When video stores were enjoying their heyday, every film fan would have memberships to multiple rental shops. And that wasn't because of the new releases, which were the same everywhere, it was because every store had a different back catalog to offer. The excitement of going to different video stores was to check out what stock of older movies they had. Sometimes a store would just have one or two titles that no one else had but if you couldn't get, say, A Company of Wolves or The Last Wave or Make Them Die Slowly anyplace else, that would be reason enough to sign up for a membership. It was an adventure to discover new stores and see how deep their selection was. Now that's all vanished and it makes me think of how little exposure the next generation of movie fans will have to older movies. And by 'older', I don't just mean like pre-1960 cinema or whatever, but I mean like anything made more than six months ago. If it isn't current, it doesn't exist.
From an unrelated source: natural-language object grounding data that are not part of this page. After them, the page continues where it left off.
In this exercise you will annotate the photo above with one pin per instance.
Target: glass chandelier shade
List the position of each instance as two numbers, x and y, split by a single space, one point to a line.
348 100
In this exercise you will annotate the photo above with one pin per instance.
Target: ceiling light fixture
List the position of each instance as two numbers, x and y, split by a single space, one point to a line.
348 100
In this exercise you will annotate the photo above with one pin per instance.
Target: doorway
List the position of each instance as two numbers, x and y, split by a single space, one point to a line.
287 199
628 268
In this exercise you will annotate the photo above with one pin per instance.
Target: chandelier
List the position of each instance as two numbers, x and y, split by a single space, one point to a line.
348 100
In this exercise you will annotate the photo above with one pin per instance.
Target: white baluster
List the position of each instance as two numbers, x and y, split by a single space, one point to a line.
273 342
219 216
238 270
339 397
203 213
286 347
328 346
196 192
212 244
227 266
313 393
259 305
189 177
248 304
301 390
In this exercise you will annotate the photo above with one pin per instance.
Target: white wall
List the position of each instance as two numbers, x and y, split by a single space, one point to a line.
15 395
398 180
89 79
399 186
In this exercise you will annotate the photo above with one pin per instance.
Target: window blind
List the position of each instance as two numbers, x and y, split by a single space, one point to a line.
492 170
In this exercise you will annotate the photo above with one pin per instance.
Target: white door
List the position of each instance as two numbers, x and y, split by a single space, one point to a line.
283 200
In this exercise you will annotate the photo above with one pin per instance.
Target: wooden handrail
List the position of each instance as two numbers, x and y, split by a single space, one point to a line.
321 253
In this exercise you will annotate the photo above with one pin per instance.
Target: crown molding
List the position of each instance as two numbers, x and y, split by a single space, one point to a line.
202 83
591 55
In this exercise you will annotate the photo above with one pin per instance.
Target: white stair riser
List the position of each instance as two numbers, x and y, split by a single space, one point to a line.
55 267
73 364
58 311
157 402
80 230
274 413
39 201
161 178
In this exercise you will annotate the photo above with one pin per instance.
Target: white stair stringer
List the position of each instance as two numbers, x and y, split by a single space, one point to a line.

Even at the remaining actual video stores, there's almost no selection of older titles left. Blockbuster stopped carrying VHS tapes altogether, automatically leaving scores of titles unavailable. And what disc selection they do have is paltry at best. It used to be that a novice horror fan could go through the offerings of a video stores' horror section and be able to develop a pretty broad appreciation of the genre. Now, except for a few token classics, the horror section of most video stores is limited to releases of recent vintage. Of course, fans can obtain films through services like Netflix but ordering a film online isn't the same as walking into a store and seeing the lurid boxes for releases like Gates of Hell or Burial Ground for the first time.

It's as though cinema itself is being marginalized and genre cinema is just part of that trend but it's dispiriting all around. Even retail outlets like Best Buy are following suit. At one time, a store like Best Buy would have a sizable horror section - now, their horror and sci-fi sections seem to house maybe thirty different movies, at best. As with Blockbuster, there's just a handful of classics in stock - like The Exorcist, Friday the 13th, and A Nightmare on Elm Street - surrounded by whatever's new. So it's easier to find the latest offerings from Ghost House Underground or the selections of the After Dark Horror Fest than it is to find the older films of Tobe Hooper, Wes Craven, David Cronenberg, or Stuart Gordon. And quirkier, lesser-known older offerings? Forget about it. When companies like Blue Underground, Anchor Bay, and Synapse first started putting cult classics on disc, I could find almost everything in their catalogs at my local Media Play or Best Buy. Now there's maybe another special edition of Halloween or Evil Dead to be found.

I worked at video stores for years during the '90s and it seemed to me like these stores were a sign that movies mattered, that movies were worth having a passion for. Video stores were a place where film fanaticism was encouraged. At the very least, it was a place where movie fans could go to encounter like-minded folk. Now, I guess, there's the internet for that - but I maintain that it isn't the same as seeing local film geeks face to face (in fact, I met my wife, my cinematic sweetheart, ten years ago when she was a customer at the mom and pop video store I worked at - a store that soon after fell victim to the falling demand for home video). The loss of video stores is making film fandom a more hermetic passion than ever and that seems tragic to me.

When I look at how vending machines are steadily supplanting the need for video stores, I wonder where all the movies have gone. But I wonder if over the course of another generation the question might become "where have all the movie fans gone?"